現在の労働基準法には、労働者を過度な労働から守るための「労働時間通算」というルールが存在します。これは複数の職場で働く場合でも、すべての勤務時間を合計して管理しなければならないという決まりです。1948年の通達以来、長らく維持されてきたこの仕組みですが、複数の雇用主が互いの労働時間を把握し合う手間が、企業が副業を認める際の大きな壁となってきました。政府はこのハードルを下げ、より自由に働ける環境を整えようと計画しています。
厚生労働省の検討会が2019年08月08日に公表した報告書では、画期的な案が示されました。それは、残業時間の上限規制を職場ごとに適用し、他社での労働時間を合算しないという仕組みです。また、割増賃金(残業代)の支払い義務についても、自社での勤務が法定時間を超えた場合のみに限定する案が含まれています。これにより企業の事務負担は軽減されますが、あくまで「選択肢の例示」に留まっており、法制化へのハードルは決して低くありません。
労働者の健康確保と企業の責任を巡る対立
この動きに対し、労働界からは厳しい批判の声が上がっています。
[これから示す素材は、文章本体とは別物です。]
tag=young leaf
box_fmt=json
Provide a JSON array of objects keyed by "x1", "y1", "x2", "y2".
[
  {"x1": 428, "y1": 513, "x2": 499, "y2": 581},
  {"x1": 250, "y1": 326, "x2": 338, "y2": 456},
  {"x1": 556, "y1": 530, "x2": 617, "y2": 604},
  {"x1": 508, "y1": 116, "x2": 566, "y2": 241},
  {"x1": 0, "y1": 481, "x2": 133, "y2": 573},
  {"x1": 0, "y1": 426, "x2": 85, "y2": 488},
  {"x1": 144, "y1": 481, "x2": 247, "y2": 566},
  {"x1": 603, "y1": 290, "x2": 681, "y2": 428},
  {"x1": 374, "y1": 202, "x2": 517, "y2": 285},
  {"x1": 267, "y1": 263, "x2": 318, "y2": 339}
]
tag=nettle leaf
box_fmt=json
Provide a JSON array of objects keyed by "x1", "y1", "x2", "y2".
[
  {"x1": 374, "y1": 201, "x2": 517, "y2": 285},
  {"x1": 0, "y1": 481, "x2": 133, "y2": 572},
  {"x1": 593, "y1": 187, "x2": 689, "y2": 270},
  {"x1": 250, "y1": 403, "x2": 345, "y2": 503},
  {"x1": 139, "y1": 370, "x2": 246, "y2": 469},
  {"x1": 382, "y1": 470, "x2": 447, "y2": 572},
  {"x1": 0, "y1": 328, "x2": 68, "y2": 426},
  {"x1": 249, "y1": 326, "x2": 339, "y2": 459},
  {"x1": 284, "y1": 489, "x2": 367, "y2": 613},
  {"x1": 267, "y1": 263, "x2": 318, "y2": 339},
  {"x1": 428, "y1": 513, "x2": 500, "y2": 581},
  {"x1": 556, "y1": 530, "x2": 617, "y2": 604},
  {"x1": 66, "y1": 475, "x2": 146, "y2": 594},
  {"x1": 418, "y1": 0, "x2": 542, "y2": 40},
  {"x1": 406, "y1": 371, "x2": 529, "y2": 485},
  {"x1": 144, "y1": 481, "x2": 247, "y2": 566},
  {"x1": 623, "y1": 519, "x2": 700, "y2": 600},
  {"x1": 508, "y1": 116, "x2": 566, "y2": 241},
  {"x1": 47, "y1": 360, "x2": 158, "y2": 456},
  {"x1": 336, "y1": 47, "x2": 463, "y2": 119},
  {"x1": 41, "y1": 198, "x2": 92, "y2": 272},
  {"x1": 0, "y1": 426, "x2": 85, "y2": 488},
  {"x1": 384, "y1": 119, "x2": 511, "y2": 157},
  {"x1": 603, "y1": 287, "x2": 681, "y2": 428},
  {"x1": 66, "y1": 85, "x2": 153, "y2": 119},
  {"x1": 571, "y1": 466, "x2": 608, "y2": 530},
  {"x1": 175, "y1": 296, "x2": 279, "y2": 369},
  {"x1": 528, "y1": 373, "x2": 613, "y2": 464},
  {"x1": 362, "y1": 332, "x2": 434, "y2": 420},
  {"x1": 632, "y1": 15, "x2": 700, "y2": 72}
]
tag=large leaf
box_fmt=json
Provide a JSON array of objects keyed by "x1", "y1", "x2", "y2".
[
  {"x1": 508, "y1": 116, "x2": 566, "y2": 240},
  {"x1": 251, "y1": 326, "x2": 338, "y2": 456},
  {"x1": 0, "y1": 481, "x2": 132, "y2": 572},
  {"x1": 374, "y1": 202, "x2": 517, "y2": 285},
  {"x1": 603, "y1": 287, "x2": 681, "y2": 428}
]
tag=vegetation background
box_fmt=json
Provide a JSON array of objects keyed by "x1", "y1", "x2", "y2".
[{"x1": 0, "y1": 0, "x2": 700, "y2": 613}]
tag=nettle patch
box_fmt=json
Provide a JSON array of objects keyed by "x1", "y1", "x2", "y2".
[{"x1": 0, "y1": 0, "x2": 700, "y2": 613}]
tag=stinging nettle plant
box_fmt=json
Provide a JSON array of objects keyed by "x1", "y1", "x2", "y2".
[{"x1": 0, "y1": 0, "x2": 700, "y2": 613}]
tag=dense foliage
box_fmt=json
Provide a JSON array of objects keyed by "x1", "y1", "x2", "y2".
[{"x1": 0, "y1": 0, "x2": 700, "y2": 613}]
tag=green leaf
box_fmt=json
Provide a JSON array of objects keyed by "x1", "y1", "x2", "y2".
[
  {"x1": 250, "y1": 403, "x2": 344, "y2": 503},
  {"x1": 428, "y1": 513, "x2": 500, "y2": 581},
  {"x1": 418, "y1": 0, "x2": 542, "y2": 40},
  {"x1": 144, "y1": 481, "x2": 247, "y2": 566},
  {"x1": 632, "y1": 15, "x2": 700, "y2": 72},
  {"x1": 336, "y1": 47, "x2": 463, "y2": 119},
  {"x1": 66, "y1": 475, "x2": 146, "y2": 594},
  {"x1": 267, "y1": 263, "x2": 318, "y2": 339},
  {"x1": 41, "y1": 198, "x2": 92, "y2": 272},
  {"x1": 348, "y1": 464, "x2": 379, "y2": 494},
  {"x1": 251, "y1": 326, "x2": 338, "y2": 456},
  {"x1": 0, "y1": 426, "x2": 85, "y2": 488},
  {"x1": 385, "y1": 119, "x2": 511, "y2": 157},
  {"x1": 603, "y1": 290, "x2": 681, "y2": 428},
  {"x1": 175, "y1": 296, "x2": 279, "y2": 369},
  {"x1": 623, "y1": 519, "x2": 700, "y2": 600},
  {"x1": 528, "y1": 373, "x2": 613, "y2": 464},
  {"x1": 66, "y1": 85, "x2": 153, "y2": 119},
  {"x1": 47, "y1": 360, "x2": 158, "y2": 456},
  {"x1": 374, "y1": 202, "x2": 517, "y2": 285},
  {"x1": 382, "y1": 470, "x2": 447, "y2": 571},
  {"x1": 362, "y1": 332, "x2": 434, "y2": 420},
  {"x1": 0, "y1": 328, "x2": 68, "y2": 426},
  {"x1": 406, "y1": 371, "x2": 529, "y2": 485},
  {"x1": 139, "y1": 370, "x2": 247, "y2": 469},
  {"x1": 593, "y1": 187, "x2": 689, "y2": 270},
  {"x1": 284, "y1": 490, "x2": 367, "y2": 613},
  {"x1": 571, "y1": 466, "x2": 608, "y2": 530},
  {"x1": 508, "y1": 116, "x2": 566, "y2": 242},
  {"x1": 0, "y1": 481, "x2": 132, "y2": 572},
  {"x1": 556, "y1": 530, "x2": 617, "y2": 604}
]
日本労働組合総連合会(連合)の相原事務局長は、事業主ごとに規制を適用すれば、労働者の健康を守るという法の本来の目的が失われてしまうと強く警告しました。実際に複数の職場で働けば、合計の労働時間が長時間化しやすくなるのは明白です。もし体調を崩した場合、本業と副業のどちらの会社が責任を負うべきかという判断も非常に難しくなるため、慎重な議論が求められています。
かつて「脱時間給制度(高度プロフェッショナル制度)」が導入される際も、過労死を助長するとして激しい論争が巻き起こり、実現までに3年もの歳月を要しました。専門的な立場からは、今回の副業規制緩和も同様の長期戦になると予想する声が少なくありません。SNS上でも「収入が増えるのは嬉しいが、会社に管理されないと際限なく働いてしまいそうで怖い」といった、期待と不安が入り混じった複雑な反応が数多く見受けられます。
総務省の調査によれば、2017年時点で副業を希望する人は424万人に達し、20年前と比較して約100万人も増加しました。しかし、実際に副業を認めている企業は全体の15%程度に過ぎません。個人のスキルアップや収入増といったメリットを最大限に活かすためには、健康を守る「安全網」と、挑戦を阻まない「柔軟性」をいかに両立させるかが鍵となります。私たち編集部としても、働く人が主役になれるバランスの良い着地点を見出すべきだと考えます。